The Nov. 23 video call displayed the would-be suicide bomber “angrily gesturing and speaking Dari, a language commonly spoken in Afghanistan, while interacting with at least two other males,” authorities said.
Two days later, the Texas Department of Public Safety alerted the FBI to the video, in which Alokozay purportedly described the Islamic fundamentalist rules of Afghanistan as “dear” to him.
The FBI used facial recognition technology to identify Alokozay, and he was arrested the same day.
Special agent Justin Killian said in an affidavit that Alokozay admitted making the statements, and claimed he deleted the TikTok app from his phone after people contacted him saying they had seen the video.
Dallas US Attorney Ryan Raybould filed a single charge against Alokozay, 30, of making threatening communications in interstate commerce.
The suspect faces up to five years in prison if convicted. He was in custody pending an initial court appearance.

“This Afghan national came into America during the Biden administration and as alleged, explicitly stated that he came here in order to kill American citizens,” said Attorney General Pam Bondi in a statement.
“The public safety threat created by the Biden administration’s vetting breakdown cannot be overstated – the Department of Justice will continue working with our federal and state partners to protect the American people from the prior administration’s dangerous incompetence.”
Alokozay was initially arrested on a state charge of making a terroristic threat. Department of Homeland Security spokesperson Tricia McLaughlin announced the arrest on X Saturday — one day after the Trump administration halted all asylum decisions and paused issuing visas for people traveling on Afghan passports.

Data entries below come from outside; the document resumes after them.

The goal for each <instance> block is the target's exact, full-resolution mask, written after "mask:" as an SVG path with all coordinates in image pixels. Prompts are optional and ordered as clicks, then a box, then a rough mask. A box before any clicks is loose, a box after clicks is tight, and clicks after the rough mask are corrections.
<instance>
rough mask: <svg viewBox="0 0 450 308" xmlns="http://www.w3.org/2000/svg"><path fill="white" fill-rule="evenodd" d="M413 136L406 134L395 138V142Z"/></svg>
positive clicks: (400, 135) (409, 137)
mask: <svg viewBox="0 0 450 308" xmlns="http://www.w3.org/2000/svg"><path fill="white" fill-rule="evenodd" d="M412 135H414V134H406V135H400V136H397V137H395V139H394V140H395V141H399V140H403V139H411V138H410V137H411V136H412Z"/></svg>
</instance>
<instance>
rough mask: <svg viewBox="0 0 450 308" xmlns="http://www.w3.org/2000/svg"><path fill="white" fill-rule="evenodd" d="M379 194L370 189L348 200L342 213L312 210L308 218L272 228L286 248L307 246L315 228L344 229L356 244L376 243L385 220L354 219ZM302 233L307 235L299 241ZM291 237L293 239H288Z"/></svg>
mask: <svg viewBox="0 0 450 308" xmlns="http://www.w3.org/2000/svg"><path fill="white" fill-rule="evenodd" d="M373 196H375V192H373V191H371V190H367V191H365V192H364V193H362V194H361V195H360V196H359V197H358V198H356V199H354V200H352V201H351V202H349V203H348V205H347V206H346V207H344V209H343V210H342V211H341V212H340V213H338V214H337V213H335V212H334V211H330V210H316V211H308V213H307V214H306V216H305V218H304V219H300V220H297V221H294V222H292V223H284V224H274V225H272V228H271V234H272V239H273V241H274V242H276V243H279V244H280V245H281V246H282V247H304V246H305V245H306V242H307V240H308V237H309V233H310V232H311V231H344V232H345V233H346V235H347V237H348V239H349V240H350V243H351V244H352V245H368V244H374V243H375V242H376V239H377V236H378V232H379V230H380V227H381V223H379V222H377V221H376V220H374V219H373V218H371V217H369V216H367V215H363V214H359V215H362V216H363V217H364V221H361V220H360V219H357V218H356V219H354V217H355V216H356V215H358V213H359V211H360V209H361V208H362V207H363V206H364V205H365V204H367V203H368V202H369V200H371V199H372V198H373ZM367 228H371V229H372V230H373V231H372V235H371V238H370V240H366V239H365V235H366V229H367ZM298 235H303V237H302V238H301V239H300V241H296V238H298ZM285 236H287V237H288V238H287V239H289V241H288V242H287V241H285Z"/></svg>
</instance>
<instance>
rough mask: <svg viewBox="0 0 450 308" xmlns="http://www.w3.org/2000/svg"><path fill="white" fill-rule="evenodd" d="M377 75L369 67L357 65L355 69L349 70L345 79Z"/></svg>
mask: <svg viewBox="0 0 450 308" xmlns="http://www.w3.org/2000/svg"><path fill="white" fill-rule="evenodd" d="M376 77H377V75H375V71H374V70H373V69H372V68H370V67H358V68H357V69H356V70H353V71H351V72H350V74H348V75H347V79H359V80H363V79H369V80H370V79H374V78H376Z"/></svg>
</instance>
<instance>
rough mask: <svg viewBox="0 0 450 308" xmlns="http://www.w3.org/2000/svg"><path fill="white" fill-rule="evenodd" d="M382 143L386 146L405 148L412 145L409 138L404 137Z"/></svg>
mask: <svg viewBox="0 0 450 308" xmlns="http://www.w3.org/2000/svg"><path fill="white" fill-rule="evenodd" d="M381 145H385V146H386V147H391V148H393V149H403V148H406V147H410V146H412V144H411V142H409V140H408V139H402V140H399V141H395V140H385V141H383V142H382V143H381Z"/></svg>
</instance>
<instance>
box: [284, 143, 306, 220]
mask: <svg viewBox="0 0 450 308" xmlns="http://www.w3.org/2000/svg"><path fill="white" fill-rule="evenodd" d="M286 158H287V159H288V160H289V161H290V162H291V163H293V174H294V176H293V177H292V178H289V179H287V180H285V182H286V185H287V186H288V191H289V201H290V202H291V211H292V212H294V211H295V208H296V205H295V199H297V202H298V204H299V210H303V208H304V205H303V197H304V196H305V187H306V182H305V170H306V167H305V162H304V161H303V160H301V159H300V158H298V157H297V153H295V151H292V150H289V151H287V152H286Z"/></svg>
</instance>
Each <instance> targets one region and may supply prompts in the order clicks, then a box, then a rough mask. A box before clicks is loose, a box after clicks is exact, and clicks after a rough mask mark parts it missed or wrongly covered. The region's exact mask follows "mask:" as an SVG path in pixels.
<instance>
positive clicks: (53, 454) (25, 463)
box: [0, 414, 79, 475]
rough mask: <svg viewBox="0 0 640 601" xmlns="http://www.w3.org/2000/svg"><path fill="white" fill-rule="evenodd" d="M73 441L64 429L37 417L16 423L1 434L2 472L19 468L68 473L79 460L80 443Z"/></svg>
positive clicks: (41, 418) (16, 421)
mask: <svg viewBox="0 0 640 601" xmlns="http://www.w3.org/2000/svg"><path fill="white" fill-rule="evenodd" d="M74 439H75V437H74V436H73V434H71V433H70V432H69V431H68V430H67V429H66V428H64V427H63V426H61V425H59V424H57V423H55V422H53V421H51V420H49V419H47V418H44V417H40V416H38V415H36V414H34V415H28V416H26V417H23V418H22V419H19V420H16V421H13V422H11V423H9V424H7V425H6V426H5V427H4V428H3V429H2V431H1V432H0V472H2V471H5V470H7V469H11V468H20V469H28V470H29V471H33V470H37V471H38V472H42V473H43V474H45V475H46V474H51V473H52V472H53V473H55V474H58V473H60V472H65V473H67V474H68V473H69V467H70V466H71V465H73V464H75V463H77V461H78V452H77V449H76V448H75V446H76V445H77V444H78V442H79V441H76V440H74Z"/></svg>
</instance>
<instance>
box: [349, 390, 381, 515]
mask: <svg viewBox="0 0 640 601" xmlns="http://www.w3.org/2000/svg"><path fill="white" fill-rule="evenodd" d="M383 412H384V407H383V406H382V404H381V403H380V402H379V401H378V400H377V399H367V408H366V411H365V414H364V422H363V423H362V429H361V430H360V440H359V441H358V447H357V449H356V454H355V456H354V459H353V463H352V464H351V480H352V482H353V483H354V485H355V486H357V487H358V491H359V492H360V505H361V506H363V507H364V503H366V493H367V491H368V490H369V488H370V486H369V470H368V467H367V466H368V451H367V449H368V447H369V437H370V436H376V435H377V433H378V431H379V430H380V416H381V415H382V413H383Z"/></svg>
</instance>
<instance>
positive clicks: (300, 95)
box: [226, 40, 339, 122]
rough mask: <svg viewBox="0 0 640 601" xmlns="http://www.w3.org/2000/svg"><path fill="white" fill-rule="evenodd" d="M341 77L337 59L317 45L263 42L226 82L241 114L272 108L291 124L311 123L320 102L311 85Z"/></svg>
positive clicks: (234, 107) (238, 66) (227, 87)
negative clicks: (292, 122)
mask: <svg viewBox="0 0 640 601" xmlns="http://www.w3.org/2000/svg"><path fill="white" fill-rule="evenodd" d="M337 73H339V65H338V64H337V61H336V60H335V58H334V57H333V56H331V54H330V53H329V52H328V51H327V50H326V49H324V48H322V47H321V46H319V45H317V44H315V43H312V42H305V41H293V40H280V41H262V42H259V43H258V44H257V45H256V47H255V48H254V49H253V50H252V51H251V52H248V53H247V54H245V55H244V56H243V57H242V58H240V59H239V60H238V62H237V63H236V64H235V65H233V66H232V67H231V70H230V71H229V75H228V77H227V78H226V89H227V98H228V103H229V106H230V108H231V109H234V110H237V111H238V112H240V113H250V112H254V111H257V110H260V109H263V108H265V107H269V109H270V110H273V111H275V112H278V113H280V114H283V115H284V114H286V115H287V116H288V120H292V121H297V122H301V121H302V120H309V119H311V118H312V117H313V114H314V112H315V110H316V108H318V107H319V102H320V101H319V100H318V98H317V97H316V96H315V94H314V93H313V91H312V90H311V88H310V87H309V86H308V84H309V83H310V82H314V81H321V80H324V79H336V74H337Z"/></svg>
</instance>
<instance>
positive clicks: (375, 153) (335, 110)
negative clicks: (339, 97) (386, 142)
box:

Those moves came after two National Guard members were shot, with one killed, Wednesday in Washington. Federal authorities have identified the suspect as Rahmanullah Lakanwal, a 29-year-old Afghan national who worked with the CIA during the Afghanistan War.
Lakanwal applied for asylum during the Biden administration and was granted it earlier this year under President Donald Trump, according to a group that assists with resettlement of Afghans who helped US forces in their country.
There is no indication that the DC shooting and the Texas case are directly connected.